Николя Рэй и 16-миллиметровый кинокопировальный аппарат контактной печати
У ветряной камеры есть мельничные крылья небольшого диаметра, которые подсоединены к механизму Болекса. Если нет ветра, ты не можешь снимать, так что нужно найти подходящее место. Как только ты его находишь, ты выходишь из машины, достаешь все оборудование, устанавливаешь на штатив, отпускаешь тормоз и делаешь шаг назад — когда крылья начинают вращаться, камера может быть довольно опасной. Она сама находит направление ветра. Если ветер сильный, то крылья будут вращаться быстрее, и камера будет снимать в рапиде, а экспозиция будет недостаточной. Если ветер стихает, то скорость прокрутки изображения увеличивается, и оно становится более светлым из-за большей экспозиции.

Фильм состоит из девяти катушек кинопленки в девяти коробках: некоторые длятся пять минут, другие дольше. Эта идея появилась в самом начале. Как и в случае с механическими камерами, я мог отбросить эту идею, если бы мне показалось, что она не вписывается в фильм. Но я снова подумал о случайности. Мне интересно то, как зрители конструируют фильм при просмотре. В своих работах я пробую разные схемы, но мне показалось, что эта идея хорошо соотносится с идеями Андерса.
Вообще, если снимаешь, не соблюдая никаких норм, нужно время, чтобы зритель нашел свое место, выстроил фильм в своей голове. Каждому требуется свое время, это зависит от множества факторов: начиная от тех фильмов, которые зритель уже смотрел, до его непосредственного состояния в момент просмотра. У некоторых людей не получается, есть те, кто уходит из зала. И я не виню их! Даже когда я монтирую, я чувствую что-то подобное. Иногда мне как зрителю не удается найти правильные координаты. Мне кажется, это справедливо в отношении всех моих фильмов. Нужно немного времени, чтобы приспособиться к фильму, найти то место, которое он тебе предлагает.

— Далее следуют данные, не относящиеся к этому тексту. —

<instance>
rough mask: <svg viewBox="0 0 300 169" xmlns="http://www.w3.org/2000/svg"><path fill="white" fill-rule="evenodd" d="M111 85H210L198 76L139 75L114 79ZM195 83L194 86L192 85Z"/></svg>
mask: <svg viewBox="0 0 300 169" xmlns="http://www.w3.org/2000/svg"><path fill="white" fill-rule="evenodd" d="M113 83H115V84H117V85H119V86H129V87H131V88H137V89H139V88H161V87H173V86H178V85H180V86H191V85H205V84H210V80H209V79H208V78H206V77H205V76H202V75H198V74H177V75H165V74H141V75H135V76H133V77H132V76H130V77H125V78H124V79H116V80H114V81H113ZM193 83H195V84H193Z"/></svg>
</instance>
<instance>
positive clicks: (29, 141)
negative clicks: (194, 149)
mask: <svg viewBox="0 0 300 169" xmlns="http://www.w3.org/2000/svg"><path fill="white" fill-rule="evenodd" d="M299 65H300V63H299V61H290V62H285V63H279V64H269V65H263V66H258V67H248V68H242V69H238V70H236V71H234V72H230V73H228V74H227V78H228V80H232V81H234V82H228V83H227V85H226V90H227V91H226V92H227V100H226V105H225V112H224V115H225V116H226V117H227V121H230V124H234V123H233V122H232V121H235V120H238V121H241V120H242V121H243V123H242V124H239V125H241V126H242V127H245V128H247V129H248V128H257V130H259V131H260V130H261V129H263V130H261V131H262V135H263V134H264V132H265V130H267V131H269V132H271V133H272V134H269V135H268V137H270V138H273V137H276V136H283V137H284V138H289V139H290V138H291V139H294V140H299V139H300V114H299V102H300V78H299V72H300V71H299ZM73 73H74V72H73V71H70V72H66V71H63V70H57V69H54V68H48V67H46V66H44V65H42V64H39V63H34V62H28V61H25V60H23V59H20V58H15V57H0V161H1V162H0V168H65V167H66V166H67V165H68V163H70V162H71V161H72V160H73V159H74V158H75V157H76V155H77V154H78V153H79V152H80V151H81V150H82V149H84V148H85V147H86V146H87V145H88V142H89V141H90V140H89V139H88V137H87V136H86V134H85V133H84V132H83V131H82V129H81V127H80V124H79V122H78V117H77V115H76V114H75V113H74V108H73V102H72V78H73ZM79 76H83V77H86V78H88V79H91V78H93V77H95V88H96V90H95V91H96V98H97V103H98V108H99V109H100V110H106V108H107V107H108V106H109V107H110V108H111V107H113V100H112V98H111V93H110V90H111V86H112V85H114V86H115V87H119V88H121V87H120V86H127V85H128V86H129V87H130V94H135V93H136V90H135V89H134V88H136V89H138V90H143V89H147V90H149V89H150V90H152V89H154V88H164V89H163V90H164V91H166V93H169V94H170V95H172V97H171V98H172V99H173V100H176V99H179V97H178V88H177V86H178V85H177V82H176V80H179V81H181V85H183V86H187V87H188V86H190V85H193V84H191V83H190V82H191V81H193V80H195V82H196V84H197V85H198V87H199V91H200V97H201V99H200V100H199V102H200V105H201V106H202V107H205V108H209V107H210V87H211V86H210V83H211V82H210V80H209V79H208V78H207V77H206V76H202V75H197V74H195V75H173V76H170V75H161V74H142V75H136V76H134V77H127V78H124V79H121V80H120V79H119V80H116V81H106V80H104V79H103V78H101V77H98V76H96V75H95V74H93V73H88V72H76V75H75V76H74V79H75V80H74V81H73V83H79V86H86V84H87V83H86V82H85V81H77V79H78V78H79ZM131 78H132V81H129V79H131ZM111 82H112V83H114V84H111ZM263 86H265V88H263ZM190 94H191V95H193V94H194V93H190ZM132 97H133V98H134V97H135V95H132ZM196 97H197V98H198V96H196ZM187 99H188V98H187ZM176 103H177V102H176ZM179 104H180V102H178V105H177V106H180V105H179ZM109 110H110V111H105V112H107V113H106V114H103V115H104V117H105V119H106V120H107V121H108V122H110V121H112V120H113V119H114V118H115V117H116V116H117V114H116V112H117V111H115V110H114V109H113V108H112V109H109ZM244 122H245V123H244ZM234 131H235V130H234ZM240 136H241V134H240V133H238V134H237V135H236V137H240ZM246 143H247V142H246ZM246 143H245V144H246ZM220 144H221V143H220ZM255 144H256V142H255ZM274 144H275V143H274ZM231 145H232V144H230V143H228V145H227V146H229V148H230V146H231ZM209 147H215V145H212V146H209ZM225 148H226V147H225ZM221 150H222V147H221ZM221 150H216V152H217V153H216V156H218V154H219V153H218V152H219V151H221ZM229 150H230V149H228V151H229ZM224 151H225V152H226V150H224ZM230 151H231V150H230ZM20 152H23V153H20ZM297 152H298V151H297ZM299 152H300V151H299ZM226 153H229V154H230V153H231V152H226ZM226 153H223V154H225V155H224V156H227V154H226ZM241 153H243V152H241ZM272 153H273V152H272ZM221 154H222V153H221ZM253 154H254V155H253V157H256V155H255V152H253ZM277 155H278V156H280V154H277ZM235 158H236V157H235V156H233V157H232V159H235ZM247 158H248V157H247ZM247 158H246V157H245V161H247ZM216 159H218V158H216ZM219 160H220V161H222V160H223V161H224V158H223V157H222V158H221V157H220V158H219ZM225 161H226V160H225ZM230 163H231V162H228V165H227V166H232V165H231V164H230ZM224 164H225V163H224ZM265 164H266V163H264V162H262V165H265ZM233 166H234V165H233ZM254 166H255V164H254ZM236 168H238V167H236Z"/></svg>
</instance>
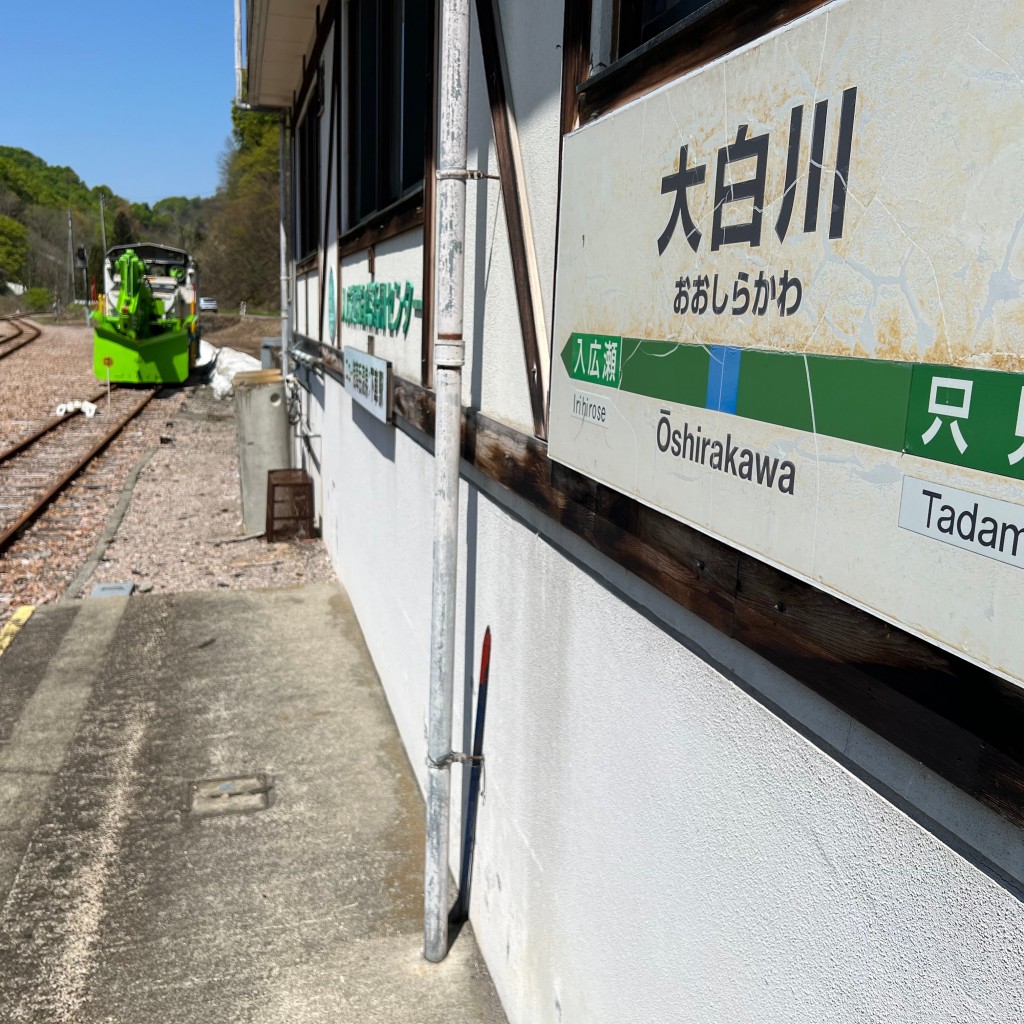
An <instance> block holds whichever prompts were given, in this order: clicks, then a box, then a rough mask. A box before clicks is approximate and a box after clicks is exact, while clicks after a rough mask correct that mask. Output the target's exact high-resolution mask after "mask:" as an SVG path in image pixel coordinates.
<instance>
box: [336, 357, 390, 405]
mask: <svg viewBox="0 0 1024 1024" xmlns="http://www.w3.org/2000/svg"><path fill="white" fill-rule="evenodd" d="M342 361H343V364H344V368H345V390H346V391H347V392H348V394H349V395H350V396H351V398H352V400H353V401H354V402H355V403H356V404H358V406H361V407H362V408H364V409H365V410H367V411H368V412H369V413H370V414H371V415H372V416H373V417H374V418H375V419H378V420H380V421H381V423H390V422H391V413H392V406H393V402H392V395H393V383H392V377H391V364H390V362H388V361H387V359H381V358H379V357H378V356H376V355H370V354H369V353H368V352H361V351H359V350H358V349H357V348H348V347H346V348H344V349H343V350H342Z"/></svg>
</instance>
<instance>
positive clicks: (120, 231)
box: [111, 210, 135, 246]
mask: <svg viewBox="0 0 1024 1024" xmlns="http://www.w3.org/2000/svg"><path fill="white" fill-rule="evenodd" d="M134 241H135V228H134V227H133V226H132V222H131V217H129V216H128V211H127V210H118V213H117V216H116V217H115V218H114V238H113V240H112V243H111V244H112V245H115V246H127V245H130V244H131V243H132V242H134Z"/></svg>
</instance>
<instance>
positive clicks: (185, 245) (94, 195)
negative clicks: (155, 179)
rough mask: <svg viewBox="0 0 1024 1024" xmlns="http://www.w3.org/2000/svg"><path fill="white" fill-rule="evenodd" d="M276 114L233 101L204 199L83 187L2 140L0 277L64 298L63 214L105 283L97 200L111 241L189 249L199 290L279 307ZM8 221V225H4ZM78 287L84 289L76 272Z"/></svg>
mask: <svg viewBox="0 0 1024 1024" xmlns="http://www.w3.org/2000/svg"><path fill="white" fill-rule="evenodd" d="M278 156H279V120H278V118H276V116H274V115H270V114H256V113H253V112H251V111H243V110H240V109H239V108H237V106H234V105H233V104H232V106H231V137H230V141H229V142H228V146H227V151H226V152H225V153H224V154H223V155H222V158H221V172H222V173H221V180H220V185H219V187H218V189H217V194H216V196H214V197H212V198H211V199H200V198H198V197H197V198H193V199H189V198H187V197H184V196H171V197H168V198H167V199H162V200H160V201H159V202H158V203H155V204H154V205H153V206H152V207H150V206H147V205H146V204H145V203H129V202H128V201H126V200H124V199H121V198H120V197H118V196H115V195H114V193H113V190H112V189H111V188H110V187H108V186H106V185H96V186H95V187H93V188H89V187H87V186H86V185H85V183H84V182H83V181H82V180H81V179H80V178H79V177H78V175H77V174H76V173H75V172H74V171H73V170H72V169H71V168H68V167H50V166H49V165H48V164H46V162H45V161H43V160H40V159H39V158H38V157H36V156H34V155H33V154H31V153H29V152H28V151H26V150H18V148H14V147H11V146H0V280H2V279H3V275H4V273H5V272H6V273H7V274H8V275H12V274H13V273H14V270H13V269H12V267H14V266H17V267H18V270H17V272H18V273H23V274H24V279H23V280H24V281H25V283H26V284H27V285H29V286H36V288H37V289H38V292H37V294H40V295H42V294H44V293H45V295H46V302H45V303H44V305H47V306H48V305H49V303H50V302H51V301H56V302H61V303H63V302H68V301H70V299H71V297H72V296H71V290H72V289H71V284H70V282H69V274H68V210H69V209H71V210H72V213H73V215H72V220H73V231H74V236H75V245H76V246H78V245H85V246H86V247H87V248H88V250H89V266H88V271H87V276H88V279H89V280H90V282H91V280H93V279H95V280H96V281H97V284H98V286H99V287H100V288H101V287H102V268H101V260H102V241H101V239H102V232H101V230H100V223H99V200H100V198H102V200H103V203H104V206H105V214H104V219H105V222H106V223H105V227H106V244H108V246H115V245H129V244H131V243H133V242H155V243H158V244H163V245H169V246H175V247H177V248H179V249H184V250H186V251H188V252H190V253H193V254H194V255H196V257H197V259H198V260H199V262H200V266H201V270H202V273H203V286H202V288H203V294H204V295H214V296H216V297H217V298H218V299H219V300H220V303H221V307H222V308H229V307H230V306H232V305H237V304H238V303H240V302H243V301H245V302H246V303H247V304H248V305H249V307H250V308H262V309H267V310H273V309H276V308H278V305H279V295H280V292H279V289H280V280H279V264H278V259H279V253H278V244H279V238H278V231H279V227H278V188H279V178H278ZM11 225H13V226H11ZM75 289H76V290H77V291H78V292H79V293H80V292H81V290H82V274H81V271H77V272H76V278H75Z"/></svg>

Что-то происходит, когда зрители смотрят фильм, зная, что он мог бы быть показан в другом порядке. Ты словно думаешь: «Это могло быть раньше того, что я только что видел». Я заинтересован в разнообразии визуальных и аудиальных опытов, которые можно создать с помощью кинематографа. Я смотрел экспериментальное кино в течение нескольких лет, и я думаю, что оно исследует именно это. Хотя мне кажется, что мои фильмы уже не являются экспериментальными. Я думаю, что сам термин «экспериментальный» стал частью истории. Пришло время заново картографировать этот ландшафт. Когда я слышу, как кто-нибудь говорит «экспериментальный», мне кажется, что он пользуется старой картой. Мне кажется, что существуют определенные произведения, которые пришло время защитить, — но не под флагом «экспериментальности», а под новыми стягами.